Beefy Boxes and Bandwidth Generously Provided by pair Networks
No such thing as a small change
 
PerlMonks  

Mapping ACCEPT_LANG, USER_AGENT & GeoIP to Encode's character sets

by cosmicperl (Chaplain)
on Jun 22, 2012 at 02:29 UTC ( [id://977749]=perlquestion: print w/replies, xml ) Need Help??

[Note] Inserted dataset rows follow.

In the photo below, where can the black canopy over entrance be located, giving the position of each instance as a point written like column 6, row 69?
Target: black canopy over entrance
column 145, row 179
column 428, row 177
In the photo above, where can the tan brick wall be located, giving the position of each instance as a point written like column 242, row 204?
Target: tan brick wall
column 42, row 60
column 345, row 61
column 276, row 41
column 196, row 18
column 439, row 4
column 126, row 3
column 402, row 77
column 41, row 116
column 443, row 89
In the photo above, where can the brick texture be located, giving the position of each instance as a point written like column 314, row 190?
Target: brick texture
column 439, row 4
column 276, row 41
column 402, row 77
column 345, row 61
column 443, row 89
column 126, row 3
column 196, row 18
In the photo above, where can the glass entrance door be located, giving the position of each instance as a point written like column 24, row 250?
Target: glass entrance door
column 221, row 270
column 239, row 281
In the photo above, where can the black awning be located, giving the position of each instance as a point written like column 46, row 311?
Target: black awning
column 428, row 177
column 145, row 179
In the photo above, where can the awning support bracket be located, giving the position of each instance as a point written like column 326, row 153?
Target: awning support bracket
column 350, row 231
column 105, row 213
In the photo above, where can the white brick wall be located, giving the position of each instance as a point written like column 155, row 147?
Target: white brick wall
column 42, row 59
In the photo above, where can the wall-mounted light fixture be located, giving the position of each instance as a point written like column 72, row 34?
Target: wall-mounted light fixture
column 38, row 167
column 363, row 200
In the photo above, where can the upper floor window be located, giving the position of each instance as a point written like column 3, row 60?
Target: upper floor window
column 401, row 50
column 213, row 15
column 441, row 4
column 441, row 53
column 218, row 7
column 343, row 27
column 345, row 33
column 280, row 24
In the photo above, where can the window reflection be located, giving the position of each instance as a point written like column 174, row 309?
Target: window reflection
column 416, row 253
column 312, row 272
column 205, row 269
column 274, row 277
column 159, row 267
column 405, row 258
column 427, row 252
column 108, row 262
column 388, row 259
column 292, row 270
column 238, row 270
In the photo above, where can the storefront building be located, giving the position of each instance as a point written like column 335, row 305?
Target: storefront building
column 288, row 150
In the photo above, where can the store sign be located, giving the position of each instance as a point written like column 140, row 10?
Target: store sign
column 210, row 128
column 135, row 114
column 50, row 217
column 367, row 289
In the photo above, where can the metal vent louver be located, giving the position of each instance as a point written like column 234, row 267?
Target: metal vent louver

cosmicperl has asked for the wisdom of the Perl Monks concerning the following question:

Hi All,
  For a while now it's been my job to deal with user uploads. The users are globally disperse, often have very limited computer skills, and upload text files that were created in various locales.
  It's very challenging to "Do The Right Thing". Encode::Detect helps a lot, and works great a lot of the time. I convert everything to UTF-8, so from then on there aren't any issues... Well, until the user exports and doesn't get how to open the file in UTF-8 mode (depending on what program they are using). But I'm not worried much about exports right not.
  I'm well aware that it doesn't matter where the user is from, as potentially the file they are uploading could be from any locale. But I've found that for our users at least, it's pretty consistent where they are from to what locale their uploads tend to be in. For example, Norwegian users using Mac tend to upload files in MacIcelandic locale, Russian Windows users Windows-1251, etc.
  So what I'm going to do is use HTTP_USER_AGENT, GeoIP and HTTP_ACCEPT_LANGUAGE to give me a best guess at locale for when Encode::Detect gets it wrong. This'll likely be displayed to the user with translation examples so that they can chose the charset that works.
  For the life of me I cannot find on google any examples of people doing this, or any modules for this kind of mapping on CPAN. Am I missing something? Otherwise I may as well create a new CPAN module for this, so that others in my situation may benefit.


Lyle
  • Comment on Mapping ACCEPT_LANG, USER_AGENT & GeoIP to Encode's character sets

Replies are listed 'Best First'.
Re: Mapping ACCEPT_LANG, USER_AGENT & GeoIP to Encode's character sets
by Your Mother (Archbishop) on Jun 22, 2012 at 04:26 UTC

    This might get you started–

    use strictures; use Encode; my $name = shift || die "Give an encoding!\n"; my $input = shift || "Some string..."; my $encoding = find_encoding($name) or die "No encoding found for $name\n"; binmode STDOUT, ":encoding(UTF-8)"; print $encoding->decode($input), $/; __END__
    perl pm-977749 MacIcelandic "OHAI Ƌ"
    OHAI ∆
    
    perl pm-977749 MacRoman  "OHAI Ƌ"
    OHAI ∆
    
    perl pm-977749 UTF-8 "OHAI Ƌ"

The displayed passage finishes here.